Helsinki, Finland — Even with first-quarter sales declines for mobile phones in North America, overall mobile phone segment sales at Nokia jumped 11 percent to $5.9 billion from a year-ago $5.3 billion. However, segment operating profit declined 16 percent in the first three months, down to $1.1 billion, from $1.3 billion.
Unit cellphone volume in North America declined by 33 percent in the first quarter, down to 4.3-million units shipped, from 6.5 million in the same three months in 2004. Nokia reported the year-on-year decline primarily reflected operator migration from TDMA, which was a strong market for the company in the first quarter last year, to GSM and CDMA, where Nokia’s relative position is not as strong.
Nokia has revised upward its industry annual market volume forecast to about 750 million handset units this year, up from the previous 643 million units.
Operating margin in Nokia’s cellphone business declined to 19.2 percent in the first quarter, ended March 31, compared with 25.2 percent the previous year. Gross profit margin decreased to 32.8 percent in the first quarter, down from 39.6 percent year-on-year.

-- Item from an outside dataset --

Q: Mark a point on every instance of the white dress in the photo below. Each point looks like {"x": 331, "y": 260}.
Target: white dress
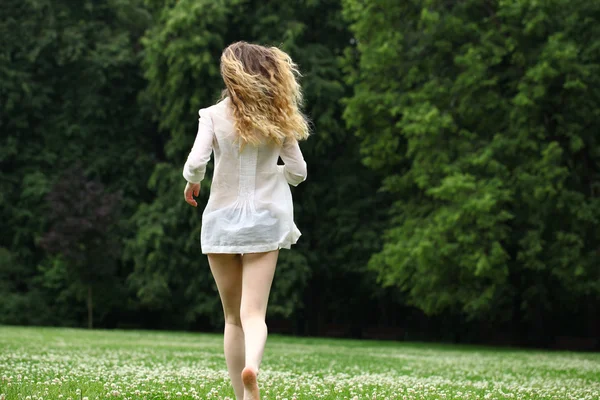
{"x": 250, "y": 207}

Nokia posted double-digit consolidated sales growth in the first quarter, hitting $9.7 billion, up from $8.3 billion in the same three months a year earlier.
Consolidated operating profit and net profit also enjoyed double-digit gains in the first three months, with operating profit increasing 10 percent to $1.5 billion from a year-ago $1.3 billion, and net income soaring 18 percent in the period, reaching $1.1 billion, compared with $954.7 million in the first quarter of 2004.